Pastors

Leader’s Insight: The Pedestal Problem

How to climb down from the dizzying heights.

Leadership Journal January 16, 2006

We are those who, by our occupation, are expected to speak easily and naturally of spiritual realities. We are called to practice our faith in public. Under the never-ending demands of ministry, our holy calling to worship, love, and serve God can gradually become corroded until our ministry becomes a career like any other profession, except that public religious performance is part of the job requirements.

It is possible to lead a worship service but neglect to worship; to sing hymns and songs of praise vigorously without directing our thoughts to God; to pray and speak of holy things without engaging our inmost being; to seek human approval rather than the approval of God

I know. I’ve done it

About a year into my ministry in a new congregation, I realized that I was in real danger of becoming trapped by the desire to impress people rather than depend on God. I began worrying more about “success” than about glorifying God.

The underlying tension has to do with not only what we do but with why we do it; it involves the inner springs of motivation and desire, the condition of our heart before God. The psalmist cries out: “Search me, O God, and know my heart.” God does and God knows. But do we know our own hearts?

Again and again, in straightforward teaching and in parables that prick the conscience, Jesus calls us to be careful about play-acting our public spirituality or showing off acts of visible piety for the wrong reasons. God wants to bless us and to reward us for faithful service. Yet we cheat ourselves out of God’s reward when we seek human applause or personal gratification rather than the approval of God.

I have struggled in four major areas:1. Handling the pedestal, or unrealistic expectations;2. Using sacred speech honestly;3. Avoiding cynicism or despair in relationships with difficult people;4. Relying on power or control in order to “succeed.”

On the pedestal it is easy to pretend to be what we are not, more spiritual on the outside than on the inside. In our speaking, even the holiest of words become empty when used carelessly or too glibly. In our relationships, disappointment or failure can lead us to lose hope in God’s power to change people and situations. Even as we speak of “servanthood,” we may be seeking ways to control the actions of others.

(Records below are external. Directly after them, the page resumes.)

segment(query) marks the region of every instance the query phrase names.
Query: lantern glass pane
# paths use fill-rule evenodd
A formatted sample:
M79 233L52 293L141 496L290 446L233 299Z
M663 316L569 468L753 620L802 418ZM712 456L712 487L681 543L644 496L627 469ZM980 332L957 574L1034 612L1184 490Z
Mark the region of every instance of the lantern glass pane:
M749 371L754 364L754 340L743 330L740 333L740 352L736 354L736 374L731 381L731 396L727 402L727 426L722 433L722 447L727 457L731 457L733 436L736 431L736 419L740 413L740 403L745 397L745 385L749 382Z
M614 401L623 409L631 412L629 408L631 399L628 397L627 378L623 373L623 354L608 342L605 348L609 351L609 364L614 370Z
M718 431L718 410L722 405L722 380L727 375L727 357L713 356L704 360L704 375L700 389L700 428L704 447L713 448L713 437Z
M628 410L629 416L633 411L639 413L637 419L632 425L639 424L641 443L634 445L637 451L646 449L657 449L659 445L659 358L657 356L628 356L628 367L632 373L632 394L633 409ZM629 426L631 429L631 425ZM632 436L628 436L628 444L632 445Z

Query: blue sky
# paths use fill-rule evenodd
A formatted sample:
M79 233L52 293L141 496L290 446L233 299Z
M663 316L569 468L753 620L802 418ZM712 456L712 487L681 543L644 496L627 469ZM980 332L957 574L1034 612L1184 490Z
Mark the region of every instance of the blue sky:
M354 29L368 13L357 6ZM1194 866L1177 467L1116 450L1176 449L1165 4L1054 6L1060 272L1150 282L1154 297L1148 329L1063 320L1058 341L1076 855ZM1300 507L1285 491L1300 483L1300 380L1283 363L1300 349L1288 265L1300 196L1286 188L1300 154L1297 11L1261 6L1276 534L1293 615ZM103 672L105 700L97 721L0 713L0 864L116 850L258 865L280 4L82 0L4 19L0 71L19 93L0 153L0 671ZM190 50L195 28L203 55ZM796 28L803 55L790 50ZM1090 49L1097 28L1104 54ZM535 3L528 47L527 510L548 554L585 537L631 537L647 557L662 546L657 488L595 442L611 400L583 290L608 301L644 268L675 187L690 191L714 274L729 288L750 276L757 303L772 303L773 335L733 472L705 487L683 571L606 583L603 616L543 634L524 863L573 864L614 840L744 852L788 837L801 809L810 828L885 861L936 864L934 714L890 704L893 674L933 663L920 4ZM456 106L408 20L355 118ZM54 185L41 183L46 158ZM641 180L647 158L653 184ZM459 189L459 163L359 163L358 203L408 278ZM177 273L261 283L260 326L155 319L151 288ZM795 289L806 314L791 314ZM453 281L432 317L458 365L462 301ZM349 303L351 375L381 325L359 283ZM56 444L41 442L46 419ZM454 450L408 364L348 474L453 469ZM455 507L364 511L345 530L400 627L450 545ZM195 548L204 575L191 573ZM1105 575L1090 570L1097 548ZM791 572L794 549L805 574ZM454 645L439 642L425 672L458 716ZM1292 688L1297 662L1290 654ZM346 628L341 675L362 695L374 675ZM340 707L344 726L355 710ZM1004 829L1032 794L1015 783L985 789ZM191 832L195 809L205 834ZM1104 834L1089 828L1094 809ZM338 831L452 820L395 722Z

The problem of the pedestal occurs when the leader is treated as someone “above” or “more spiritual” than others by virtue of office or position. For several years I had a woman who asked me to pray because she said my prayers got closer to the ear of God than hers did. This becomes pernicious if the leader is seduced into believing or pretending this.

Like the disciples of old, we have very little with which to feed the multitudes of hungry people or even our own hungry souls. Only God can take what little we have and multiply it to his glory. True Christian community is not nourished by pretense but is rooted in reality—the reality of acknowledging our human weakness and the reality of the power of God to restore, strengthen, and transform us into His glorious image, one stage at a time. I’ve seen God prove his grace and power again and again. He can be trusted.

I have found three simple “habits of the heart” that help strengthen my desire and ability to maintain inner integrity while engaged in public ministry.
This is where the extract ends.